Questo clima di tensione fa leva sulla disillusione dell’opinione pubblica colombiana – soprattutto quella urbana – e sulla poca fiducia che viene riposta nella volontà di Pace delle guerriglie. Un recente sondaggio realizzato da Caracol Radio, mostra che il 54% degli intervistati vede con favore il processo di pace, ma solo il 30% si presenterà alle urne e, tra questi, il 47% voterà contro l’approvazione degli Accordi. Anche il sostegno al modo in cui il presidente Santos sta gestendo le trattative sta venendo meno: il 69% dei colombiani intervistati disapprova la gestione del Presidente. Il popolo colombiano sarà chiamato ad esprimersi sull’Accordo di Pace che il governo e le FARC-EP firmeranno ed avrà l’ultima parola sulla fine della guerra. Un atto di democrazia importantissimo e prezioso che però, nel clima di tensione e minacce che s’inasprisce man mano che ci si avvicina al voto, rappresenta un serio rischio per tutto il lavoro di conciliazione fatto finora, con il rischio di veder crollare la speranza di una Pace concreta e vicina, sotto i colpi di chi si oppone alle trattative.
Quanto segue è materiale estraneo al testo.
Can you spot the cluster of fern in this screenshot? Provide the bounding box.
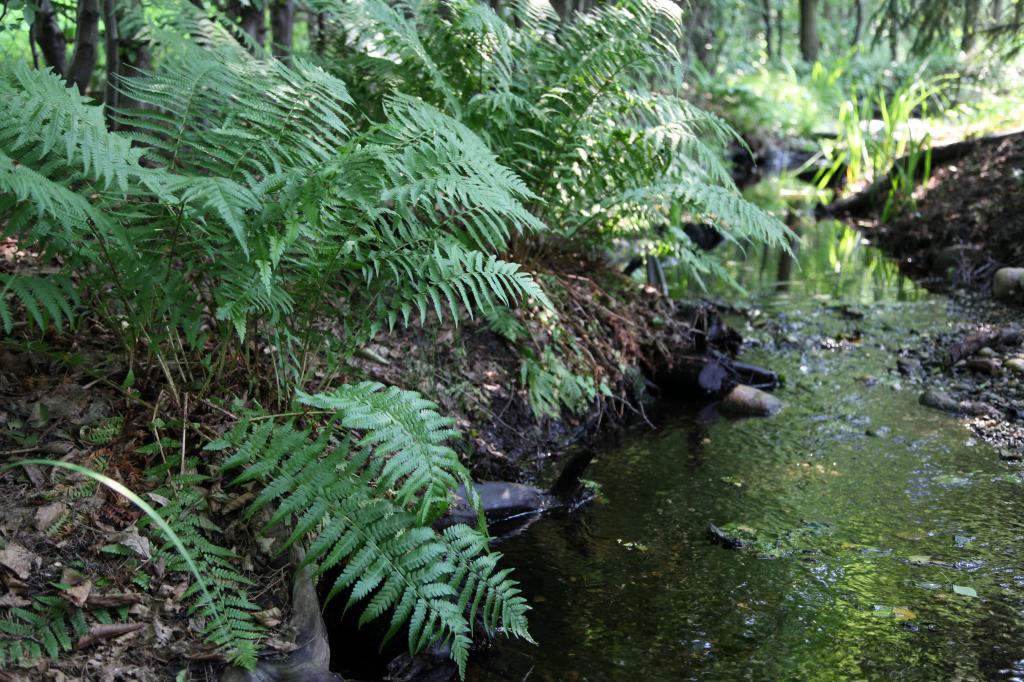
[207,382,529,673]
[0,0,784,669]
[315,0,787,278]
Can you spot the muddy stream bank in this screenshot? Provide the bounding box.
[468,210,1024,682]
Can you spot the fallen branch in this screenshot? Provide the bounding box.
[76,623,145,650]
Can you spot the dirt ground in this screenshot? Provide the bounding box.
[880,134,1024,284]
[0,250,737,681]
La firma dell’Accordo, infatti, non significherà la Pace, ma è solo uno dei passaggi necessari per raggiungerla. La Pace deve essere costruita nei territori che negli anni hanno vissuto in prima linea il conflitto e sarà un processo lungo, faticoso e pieno di ostacoli che oligarchi, latifondisti, paramilitari e, persino, una parte delle guerriglie metteranno sul percorso.
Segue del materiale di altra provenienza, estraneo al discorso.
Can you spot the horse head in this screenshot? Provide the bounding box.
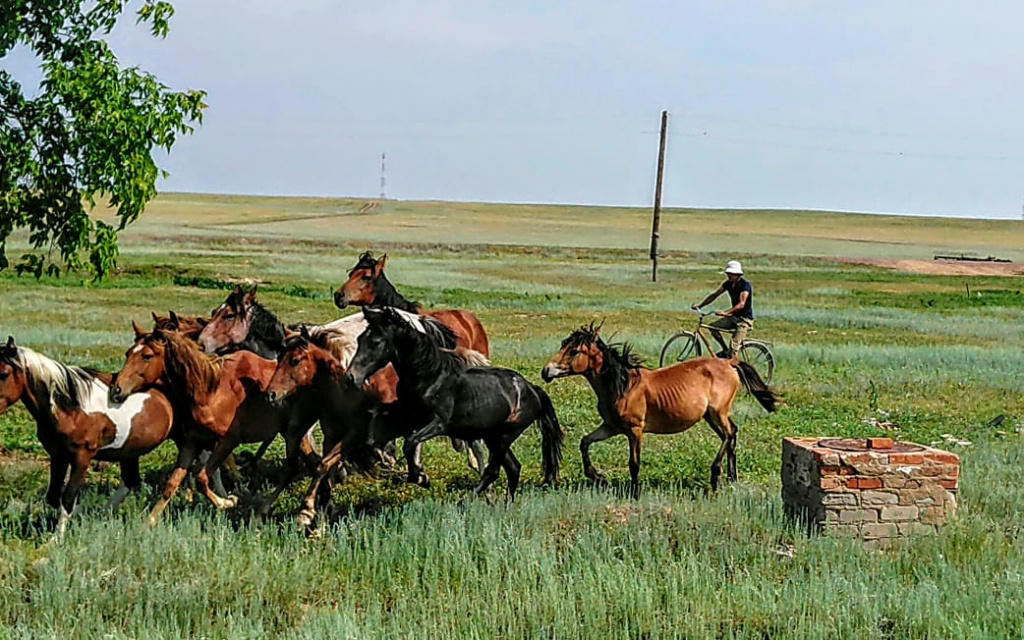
[266,325,344,407]
[198,285,256,353]
[0,336,26,416]
[541,323,604,382]
[110,321,169,403]
[334,251,387,309]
In questo contesto di costruzione di una società pacificata, libera e realmente democratica, si inserisce il progetto “Donne organizzate per la costruzione di una società della Pace” che si basa sull’educazione alla Pace, sulla promozione dei diritti umani e sulla partecipazione cittadina, in particolare femminile, alla politica e al governo dei territori. La seconda annualità del progetto si concentrerà sulla conoscenza degli accordi firmati a La Habana e sulla promozione di una cultura popolare di Pace, in cui la richiesta di una vita senza violenza vada di pari passo alla rivendicazione dei propri diritti, alla ricerca di giustizia sociale e alla piena garanzia della partecipazione politica per tutti e tutte.
Per questo, in un momento così delicato per il Paese, ARCS e Arci rafforzeranno i propri sforzi e le proprie attività per sostenere la società civile colombiana nella lotta per arrivare ad una Colombia libera, giusta e in Pace.